Despite the early missteps with digital communication, HCPs are still receptive to relevant, personalized outreach. AI harnesses data sources across the enterprise, including those not previously utilized, to allow for hyper-personalization and custom tailoring of the message, including how and when to deliver it.

4. How can cognitive technologies be capitalized on to create optimized visit schedules and route plans?

Cognitive technologies open the door to factors and influences previously not incorporated into call plans. Traditional means of optimizing call plans and routing limit the number of data sources and the amount of data that can be reasonably utilized in the process. Due to longer processing timelines, legacy approaches also follow a cyclical process, typically one or two times a year. Cognitive technologies help remove these data and timing restrictions and permit significantly better personalization - key to reaching HCPs in today’s “new normal” and its hybrid digital/in-person environment.

Often, HCPs feel overwhelmed by prevalent, impersonalized outreach that ignores their personal preferences.
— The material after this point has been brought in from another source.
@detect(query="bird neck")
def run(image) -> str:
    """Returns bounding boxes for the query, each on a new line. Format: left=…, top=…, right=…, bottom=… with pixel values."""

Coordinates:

Traditional call plan optimization is not designed to factor in those nuances, especially at the granular levels required to capture post-COVID HCP preferences. This is where call plan optimization driven by cognitive technologies excels: harnessing massive amounts of HCP-level data in a timely manner, enabling organizations to adapt and proactively meet the personalized needs of HCPs in a post-pandemic setting.

5. Considering your extensive expertise in healthcare, what recommendations do you have for businesses and field forces adapting to “Business Unusual” phases during and after the pandemic?

Some aspects of “business unusual” will inevitably stay with us and become part of “business as usual.” Many HCPs will continue to prefer virtual engagement and interactions to in-person calls, perpetuating the trend of reduced on-premises access. While digital engagement is an obvious path forward, it must be carefully orchestrated across all channels to cut through the digital “noise” of indiscriminate messaging. To successfully reach busy, overloaded providers, digital engagement should be highly personalized to ensure content is relevant and insightful. To operate in this environment, the field force will need to become increasingly digital savvy themselves.